Pockot — Founding Note

Founding Note: A Useful Local Mind Has a Power Budget

Published May 2026

The Gap

Cloud AI begins with an assumption: networks, power, accounts, and datacenters keep working. Pockot starts by removing that assumption.

The question is not whether a pocket device can imitate a large datacenter model. It cannot. The question is what useful local intelligence remains when the device has to live inside a real envelope: accelerator throughput, sustained watts, battery watt-hours, memory, storage, model size, thermal limits, and an offline corpus.

The floor is moving. Apple states that the M4 Neural Engine can deliver up to 38 trillion operations per second. Source: Apple M4. Raspberry Pi's AI HAT+ product brief lists accelerator variants at 13 and 26 TOPS. Source: Raspberry Pi AI HAT+ product brief. Qualcomm's Snapdragon X Elite page says the platform can run generative AI models over 13B parameters on-device. Source: Qualcomm Snapdragon X Elite.

Those numbers are useful, but they are not enough. TOPS does not say how long the system runs, how much memory is available to the model, whether the runtime is mature, how much storage remains for offline knowledge, or what happens when thermal throttling appears.

Pockot exists to make those constraints visible.

Why This Matters Now

Small models now have an official on-device path. Meta's Llama 3.2 release includes lightweight text-only 1B and 3B models for select edge and mobile devices, and states a 128K-token context length for the 1B and 3B models. Source: Meta Llama 3.2.

That changes the problem. A local device no longer has to be judged only by whether it can run the largest model. It can be judged by task fit. Can it summarize local documents? Search a stored corpus? Help with field notes? Explain a repair manual? Maintain a private log? Draft code against local references? Translate without a network? These are narrower than cloud-scale generality, but narrower does not mean useless.

The power boundary is equally concrete. The FAA page for airline passengers and batteries treats 100 Wh as the standard boundary for spare lithium-ion batteries and power banks, with larger batteries needing airline approval under stated limits. Source: FAA batteries. Pockot uses 100 Wh as a practical reference point, not as a product claim. At 10 sustained watts, 100 Wh means a simple model runtime of 10 hours before conversion losses, thermal effects, and workload variation. That is a calculation, not a promise.

The new work is not to write a survival story.
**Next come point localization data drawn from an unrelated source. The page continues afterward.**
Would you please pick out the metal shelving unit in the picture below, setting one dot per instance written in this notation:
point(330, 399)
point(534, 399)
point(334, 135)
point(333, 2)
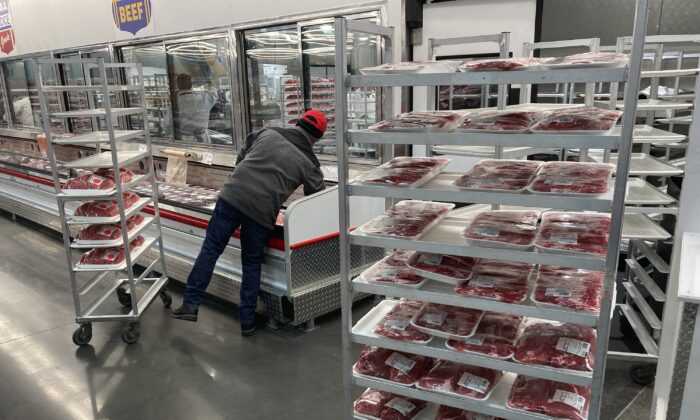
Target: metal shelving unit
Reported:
point(108, 279)
point(445, 237)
It is to measure what a device can keep doing when cloud dependency is removed.

That measurement has to stay local. A benchmark run in a chilled lab with wall power is useful, but it is not the same as a small enclosure that has to run on a battery, store its own references, and recover cleanly after power loss. A model that answers one prompt quickly and then overheats is a different object from a tool that can work slowly for hours. Pockot will keep those cases separate.

What Pockot Will Study

Pockot starts with six questions.

First: what is the smallest useful model for specific offline tasks? A 1B model, a 3B model, and a 13B model are not interchangeable. The answer depends on task, quantization, context, latency, and memory.
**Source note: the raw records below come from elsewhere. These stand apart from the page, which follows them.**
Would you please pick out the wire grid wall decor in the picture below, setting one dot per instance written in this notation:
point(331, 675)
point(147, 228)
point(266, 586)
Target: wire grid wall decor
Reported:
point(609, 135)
Second: what sustained power draw is realistic? Peak accelerator numbers are not sustained system numbers. The device has CPU, memory, storage, display, radios, sensors, and thermal overhead.

Third: how much local knowledge is enough? Offline usefulness depends on the corpus. A device that can run a model but cannot store the relevant manuals, notes, maps, or references is not resilient.
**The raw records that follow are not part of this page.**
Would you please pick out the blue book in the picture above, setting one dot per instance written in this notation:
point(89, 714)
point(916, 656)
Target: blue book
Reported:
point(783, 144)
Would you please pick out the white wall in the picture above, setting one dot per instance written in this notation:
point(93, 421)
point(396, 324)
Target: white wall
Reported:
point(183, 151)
Fourth: which runtimes are measurable? Pockot will prefer reproducible measurements over vague compatibility claims. A useful entry should name the chip, model, quantization, tokens per second if measured, sustained watts if measured, and runtime conditions.

Fifth: what can be updated offline? "Self-improving" has to be treated carefully. A local device may support retrieval updates, note consolidation, tool logs, or small adapter experiments. That is different from unsupported claims about autonomous model improvement.

Sixth: what fails first? In a pocket system, the limiting factor may be battery, thermals, memory bandwidth, storage, model quality, or the user's ability to maintain the corpus.

Our Approach

The first tool is the offline compute feasibility calculator. Version 0 asks for TOPS, sustained watts, battery Wh, model size, quantization, storage, and corpus size. It returns model runtime, approximate model memory, remaining storage, storage fit, compute per billion parameters, and a conservative assumption tier.

The calculator is deliberately modest. It does not certify performance. It does not certify safety. It does not claim autonomy. It only makes the assumptions visible enough to argue with.

The first research notes will compare device classes: phone-class NPUs, laptop-class NPUs, Raspberry Pi plus accelerator modules, and small dedicated edge boxes. The output should be a living table of what can run locally, for how long, and under which constraints.

The project will also track maintenance. Offline usefulness is not only inference. It includes updating a local corpus, checking file integrity, preserving private notes, exporting state, and explaining when confidence is low because the local reference set is incomplete. These are mundane constraints, but they are the difference between a demo and a device a person could actually keep.

Pockot's operating question is simple: what is the minimum stack that remains useful when the network is gone, and which part of that stack is still missing?